Recently, I started talking about Performance in AX 2012, and how this goes beyond the database layer. It's still true, that the majority of performance is around the SQL Server, and specifically the disk I/O Sub-system speed.
However, with that said, there are some great improvements throughout the layers that make up AX 2012. Something recent that I highlighted was around Scale out of SSRS as well as Services.
Keeping with this theme, and to highlight some other area's of performance improvements, lets move towards the code side of things. To help set the stage, lets reference a Microsoft resource: Compile into .NET Framework CIL [AX 2012].
"The Compile into .NET Framework CIL task converts your compiled application code into Common Intermediate Language (CIL) code that can be consumed by the Microsoft .NET Framework."
With this, there are certain area's of AX that always compile down to IL / MSIL / CIL. All of those are in reference to the .Net Framework execution. This means, that the same C# code that actually executes, is compiled down to IL. The same now, takes place for some area's of X++. There are huge benefits in code execution when this is the case, and why this is such an important topic to understand from a performance point of view.
Keeping this in mind, there are sometimes when X++ code does not execute as CIL. Wouldn't it be neat, if there was a way to execute code as IL, X++ code that's not compiled down to IL? There is a way!
Enter: SysDictClass::invokeStaticMethodIL() "Runs the specified method and makes sure that the method is executed under X++ IL."
Now there are some remarks, that need to be understood from the above reference.: "This method demands the XppILExecutePermission class and asserts both the RunAsPermission class and the ExecutePermission class. The invocation will transition to X++ IL by using the RunAs function if it is running as interpreted. If it is already running as X++ IL, the method is invoked directly.

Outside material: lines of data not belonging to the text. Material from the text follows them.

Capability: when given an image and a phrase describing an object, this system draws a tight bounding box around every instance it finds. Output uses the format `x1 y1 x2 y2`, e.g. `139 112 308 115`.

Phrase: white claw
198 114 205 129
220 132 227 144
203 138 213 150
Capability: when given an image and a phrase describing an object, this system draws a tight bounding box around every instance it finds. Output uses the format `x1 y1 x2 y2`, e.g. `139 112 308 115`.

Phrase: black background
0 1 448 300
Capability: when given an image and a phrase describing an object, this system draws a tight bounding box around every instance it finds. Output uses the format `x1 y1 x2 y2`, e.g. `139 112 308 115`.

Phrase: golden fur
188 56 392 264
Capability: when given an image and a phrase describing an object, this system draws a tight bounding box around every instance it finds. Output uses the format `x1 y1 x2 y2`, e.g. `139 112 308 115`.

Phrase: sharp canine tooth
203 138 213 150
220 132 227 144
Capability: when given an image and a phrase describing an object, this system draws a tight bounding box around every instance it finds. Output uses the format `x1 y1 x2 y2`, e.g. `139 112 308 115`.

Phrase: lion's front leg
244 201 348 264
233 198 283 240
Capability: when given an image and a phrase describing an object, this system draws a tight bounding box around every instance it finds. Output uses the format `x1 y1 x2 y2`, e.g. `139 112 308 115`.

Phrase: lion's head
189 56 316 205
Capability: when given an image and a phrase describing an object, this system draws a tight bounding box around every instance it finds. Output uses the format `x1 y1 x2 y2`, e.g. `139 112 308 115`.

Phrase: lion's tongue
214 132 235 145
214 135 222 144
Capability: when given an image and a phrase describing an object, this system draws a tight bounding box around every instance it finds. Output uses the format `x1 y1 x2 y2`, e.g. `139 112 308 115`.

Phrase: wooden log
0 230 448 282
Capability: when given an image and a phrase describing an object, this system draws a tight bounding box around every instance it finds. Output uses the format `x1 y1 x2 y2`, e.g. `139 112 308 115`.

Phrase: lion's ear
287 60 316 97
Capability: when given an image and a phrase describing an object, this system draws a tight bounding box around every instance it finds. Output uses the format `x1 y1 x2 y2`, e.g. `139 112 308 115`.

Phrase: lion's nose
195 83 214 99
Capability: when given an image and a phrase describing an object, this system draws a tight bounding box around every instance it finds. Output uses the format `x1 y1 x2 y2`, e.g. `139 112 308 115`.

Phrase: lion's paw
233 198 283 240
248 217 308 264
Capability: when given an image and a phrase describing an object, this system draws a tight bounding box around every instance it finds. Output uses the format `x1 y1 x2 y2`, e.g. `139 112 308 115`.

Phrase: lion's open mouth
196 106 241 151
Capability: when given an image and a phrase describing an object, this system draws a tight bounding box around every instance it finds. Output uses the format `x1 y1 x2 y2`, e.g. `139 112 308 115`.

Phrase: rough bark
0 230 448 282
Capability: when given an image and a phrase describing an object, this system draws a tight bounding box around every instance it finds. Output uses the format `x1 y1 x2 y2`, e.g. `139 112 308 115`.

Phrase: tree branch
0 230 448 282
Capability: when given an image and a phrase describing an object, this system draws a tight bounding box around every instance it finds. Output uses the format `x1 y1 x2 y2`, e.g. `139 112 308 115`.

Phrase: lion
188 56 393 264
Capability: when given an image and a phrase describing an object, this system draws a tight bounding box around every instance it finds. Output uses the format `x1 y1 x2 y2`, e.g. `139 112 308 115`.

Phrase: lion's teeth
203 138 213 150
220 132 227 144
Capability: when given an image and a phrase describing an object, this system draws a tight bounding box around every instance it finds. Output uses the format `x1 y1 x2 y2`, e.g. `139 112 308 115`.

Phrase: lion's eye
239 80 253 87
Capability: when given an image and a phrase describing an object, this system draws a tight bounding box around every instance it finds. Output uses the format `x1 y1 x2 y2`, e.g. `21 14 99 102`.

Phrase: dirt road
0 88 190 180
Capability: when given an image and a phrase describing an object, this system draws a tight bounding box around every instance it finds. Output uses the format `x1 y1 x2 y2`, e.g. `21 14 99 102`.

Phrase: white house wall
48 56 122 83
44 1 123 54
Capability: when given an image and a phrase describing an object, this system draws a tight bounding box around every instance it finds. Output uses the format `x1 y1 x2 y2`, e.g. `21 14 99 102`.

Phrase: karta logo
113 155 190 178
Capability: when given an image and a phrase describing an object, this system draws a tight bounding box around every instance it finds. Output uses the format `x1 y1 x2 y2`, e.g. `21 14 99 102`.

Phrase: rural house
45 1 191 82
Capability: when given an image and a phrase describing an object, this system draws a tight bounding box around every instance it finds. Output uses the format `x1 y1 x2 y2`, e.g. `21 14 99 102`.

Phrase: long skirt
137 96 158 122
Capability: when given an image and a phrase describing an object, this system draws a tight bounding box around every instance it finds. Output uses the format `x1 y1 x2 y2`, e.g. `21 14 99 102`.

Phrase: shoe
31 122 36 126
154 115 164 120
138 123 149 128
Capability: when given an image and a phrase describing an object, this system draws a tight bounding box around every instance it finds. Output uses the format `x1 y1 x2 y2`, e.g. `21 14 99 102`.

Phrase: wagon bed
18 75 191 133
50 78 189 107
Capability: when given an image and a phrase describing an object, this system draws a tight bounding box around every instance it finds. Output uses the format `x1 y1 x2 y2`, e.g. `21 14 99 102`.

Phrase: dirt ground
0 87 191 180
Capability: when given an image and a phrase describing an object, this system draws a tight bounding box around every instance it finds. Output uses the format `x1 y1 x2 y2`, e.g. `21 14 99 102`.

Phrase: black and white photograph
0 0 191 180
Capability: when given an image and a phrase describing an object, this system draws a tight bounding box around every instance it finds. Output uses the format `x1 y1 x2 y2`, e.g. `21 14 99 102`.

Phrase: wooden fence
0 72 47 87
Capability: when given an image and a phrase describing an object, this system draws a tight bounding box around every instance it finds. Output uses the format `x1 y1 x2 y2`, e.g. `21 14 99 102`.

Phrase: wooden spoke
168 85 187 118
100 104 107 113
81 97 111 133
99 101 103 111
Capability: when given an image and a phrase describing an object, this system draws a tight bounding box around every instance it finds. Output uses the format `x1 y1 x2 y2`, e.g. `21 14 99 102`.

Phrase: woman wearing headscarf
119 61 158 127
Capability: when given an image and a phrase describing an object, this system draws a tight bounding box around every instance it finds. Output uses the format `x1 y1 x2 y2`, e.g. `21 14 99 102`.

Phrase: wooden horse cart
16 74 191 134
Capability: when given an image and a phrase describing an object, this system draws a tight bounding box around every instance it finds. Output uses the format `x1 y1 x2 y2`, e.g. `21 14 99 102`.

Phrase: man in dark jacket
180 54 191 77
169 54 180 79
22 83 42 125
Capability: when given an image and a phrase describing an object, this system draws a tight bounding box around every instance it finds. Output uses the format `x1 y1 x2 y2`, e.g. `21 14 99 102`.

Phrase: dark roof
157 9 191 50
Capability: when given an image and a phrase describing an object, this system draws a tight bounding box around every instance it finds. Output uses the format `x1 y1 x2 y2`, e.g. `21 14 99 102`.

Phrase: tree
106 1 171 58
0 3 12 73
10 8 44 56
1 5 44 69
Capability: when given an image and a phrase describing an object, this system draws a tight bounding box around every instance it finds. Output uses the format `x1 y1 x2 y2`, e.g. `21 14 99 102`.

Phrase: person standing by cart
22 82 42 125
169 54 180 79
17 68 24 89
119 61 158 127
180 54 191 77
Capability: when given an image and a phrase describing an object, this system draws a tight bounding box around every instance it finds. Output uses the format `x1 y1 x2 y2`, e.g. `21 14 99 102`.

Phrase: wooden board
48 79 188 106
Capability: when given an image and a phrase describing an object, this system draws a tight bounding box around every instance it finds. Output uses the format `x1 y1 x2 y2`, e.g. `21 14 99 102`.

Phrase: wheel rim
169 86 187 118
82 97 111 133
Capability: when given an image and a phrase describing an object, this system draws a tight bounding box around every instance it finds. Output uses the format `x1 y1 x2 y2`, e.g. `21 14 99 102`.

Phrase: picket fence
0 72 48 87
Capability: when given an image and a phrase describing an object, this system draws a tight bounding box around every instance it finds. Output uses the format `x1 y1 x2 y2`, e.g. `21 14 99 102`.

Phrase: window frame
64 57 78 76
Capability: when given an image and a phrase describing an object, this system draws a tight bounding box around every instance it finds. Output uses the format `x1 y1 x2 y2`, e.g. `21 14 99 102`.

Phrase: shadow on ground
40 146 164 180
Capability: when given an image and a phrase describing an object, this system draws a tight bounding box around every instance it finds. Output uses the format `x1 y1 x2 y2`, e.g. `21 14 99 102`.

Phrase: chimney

As there may be some overhead, this method should only be used on computationally-extensive methods.
This method will not transition to IL if the current TTS level is larger than zero (unless forced) because the transaction scope does not flow across IL boundaries."
With this in hand now, we have a way to help possibly boost performance, and execute static methods, and therefore area's of code that could benefit from running in the IL, or chunks of Business Logic that can be statically invoked or kicked off. This is a nice little gem of knowledge to keep handy, when your facing down performance issues, and really need to squeeze all the resource juice you can out of a process.